The PSC and Exelon focus their replies on plaintiffs’ field preemption claims and in particular rebut the argument that there is a legally meaningful distinction between ZECs and Renewable Energy Credits (RECs). Plaintiffs claim that RECs, which are vital to renewable energy laws in approximately thirty states, are not preempted because, unlike ZECs, they are not priced administratively and are not conditioned on a determination that a generator is earning insufficient revenue from wholesale markets. The PSC and Exelon reply by pointing to FERC orders that disclaim jurisdiction over RECs sold independently of their associated energy and highlighting that ZECs are likewise sold separately from power or capacity.

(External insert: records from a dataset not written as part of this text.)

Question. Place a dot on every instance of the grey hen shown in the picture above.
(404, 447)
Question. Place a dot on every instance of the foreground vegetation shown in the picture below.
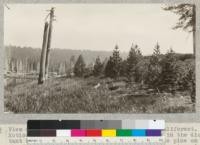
(62, 95)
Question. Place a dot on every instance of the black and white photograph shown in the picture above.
(99, 58)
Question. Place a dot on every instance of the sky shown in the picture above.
(96, 27)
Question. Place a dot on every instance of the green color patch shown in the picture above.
(124, 132)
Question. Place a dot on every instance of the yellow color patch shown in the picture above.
(109, 132)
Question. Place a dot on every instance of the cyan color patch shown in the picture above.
(138, 132)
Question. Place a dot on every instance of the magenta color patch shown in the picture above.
(78, 132)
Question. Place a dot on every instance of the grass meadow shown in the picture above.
(78, 95)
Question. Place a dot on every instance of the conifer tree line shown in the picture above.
(163, 72)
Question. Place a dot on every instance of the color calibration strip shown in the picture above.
(88, 128)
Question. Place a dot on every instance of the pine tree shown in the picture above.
(97, 67)
(169, 72)
(113, 67)
(132, 61)
(116, 62)
(154, 68)
(79, 68)
(109, 68)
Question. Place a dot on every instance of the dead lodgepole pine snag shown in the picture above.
(41, 78)
(49, 42)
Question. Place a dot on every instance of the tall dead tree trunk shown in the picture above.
(43, 55)
(194, 30)
(49, 42)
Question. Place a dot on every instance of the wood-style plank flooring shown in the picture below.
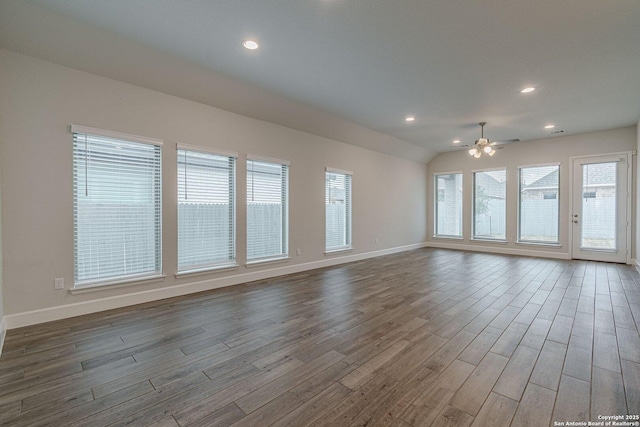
(420, 338)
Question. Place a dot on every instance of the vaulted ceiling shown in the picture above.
(353, 70)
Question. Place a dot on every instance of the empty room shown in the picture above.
(319, 213)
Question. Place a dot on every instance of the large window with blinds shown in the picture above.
(267, 209)
(206, 209)
(448, 205)
(538, 213)
(489, 204)
(337, 196)
(117, 207)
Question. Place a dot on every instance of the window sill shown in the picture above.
(550, 244)
(256, 263)
(201, 271)
(488, 240)
(444, 236)
(77, 290)
(338, 250)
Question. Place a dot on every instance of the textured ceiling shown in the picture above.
(361, 66)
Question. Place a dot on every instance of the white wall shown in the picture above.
(558, 149)
(2, 321)
(637, 193)
(38, 102)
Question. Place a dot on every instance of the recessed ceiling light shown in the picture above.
(250, 44)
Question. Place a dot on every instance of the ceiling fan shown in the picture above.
(484, 145)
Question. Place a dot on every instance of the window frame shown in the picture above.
(348, 230)
(519, 239)
(111, 280)
(232, 157)
(473, 205)
(436, 202)
(284, 254)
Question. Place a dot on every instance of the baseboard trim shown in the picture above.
(34, 317)
(499, 250)
(3, 333)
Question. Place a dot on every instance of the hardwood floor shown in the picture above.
(427, 337)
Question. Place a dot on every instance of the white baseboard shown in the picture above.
(28, 318)
(503, 250)
(3, 332)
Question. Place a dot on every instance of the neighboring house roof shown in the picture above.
(599, 174)
(550, 180)
(492, 187)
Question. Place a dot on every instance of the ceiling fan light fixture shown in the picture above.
(250, 44)
(483, 145)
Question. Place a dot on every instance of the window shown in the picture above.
(117, 207)
(267, 209)
(337, 196)
(448, 206)
(489, 194)
(206, 209)
(538, 213)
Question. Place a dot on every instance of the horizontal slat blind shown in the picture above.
(117, 209)
(267, 210)
(206, 210)
(338, 210)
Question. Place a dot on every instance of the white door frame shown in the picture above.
(628, 155)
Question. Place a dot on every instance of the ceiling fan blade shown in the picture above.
(505, 141)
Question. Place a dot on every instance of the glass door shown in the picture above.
(599, 218)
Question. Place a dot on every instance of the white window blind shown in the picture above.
(117, 207)
(267, 209)
(448, 205)
(489, 204)
(206, 210)
(538, 213)
(337, 210)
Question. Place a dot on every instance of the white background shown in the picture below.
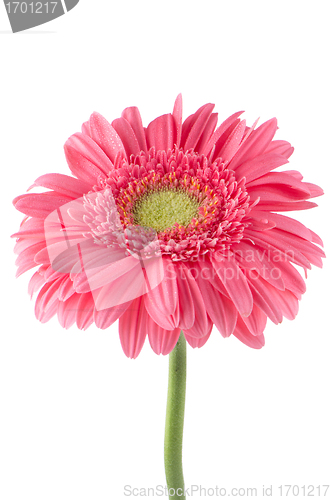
(78, 419)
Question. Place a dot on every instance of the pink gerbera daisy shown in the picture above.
(168, 228)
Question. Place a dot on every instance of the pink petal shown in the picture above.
(106, 137)
(66, 311)
(285, 206)
(63, 184)
(84, 313)
(221, 310)
(39, 204)
(244, 335)
(162, 341)
(106, 317)
(219, 132)
(256, 144)
(258, 166)
(235, 284)
(283, 148)
(201, 323)
(233, 142)
(86, 159)
(160, 133)
(256, 321)
(198, 341)
(132, 328)
(207, 132)
(201, 118)
(186, 304)
(132, 115)
(285, 223)
(262, 298)
(177, 115)
(127, 135)
(36, 281)
(161, 301)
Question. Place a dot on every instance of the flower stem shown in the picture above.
(173, 438)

Moreover, states created RECs for the same reason that New York created ZECs — to provide generators with revenue that supplements energy and capacity sales. The state defendants and Exelon assert that both RECs and ZECs compensate generators for environmental attributes, which are not accounted for in FERC-regulated markets and fall squarely within the state’s jurisdiction.

The state defendants and Exelon also respond to conflict preemption claims. Earlier this month, one of the plaintiffs filed a separate complaint at FERC, requesting that the Commission order the NYISO to amend its capacity market rules to account for New York’s subsidies that “interfere with economic signals . . . [and] represent an existential threat to the organized wholesale markets.” In their reply in federal court, the state defendants point to this complaint before FERC as evidence that plaintiffs’ claim that ZECs interfere with the FERC-regulated capacity market must be dismissed; a federal court “cannot find conflict when FERC, not New York, will decide how subsidized resources participate in wholesale auctions and affect resulting prices.” The PSC commissioners also reiterate their defense that plaintiffs have no right under the Federal Power Act to bring preemption claims to federal court. Both the state defendants and Exelon also respond to plaintiffs’ dormant Commerce Clause challenge.

All of the briefs referenced in this summary, as well as a complaint filed at FERC by generators about Illinois’ ZEC law and an amicus brief filed by the Environmental Defense Fund, are available on the New York page.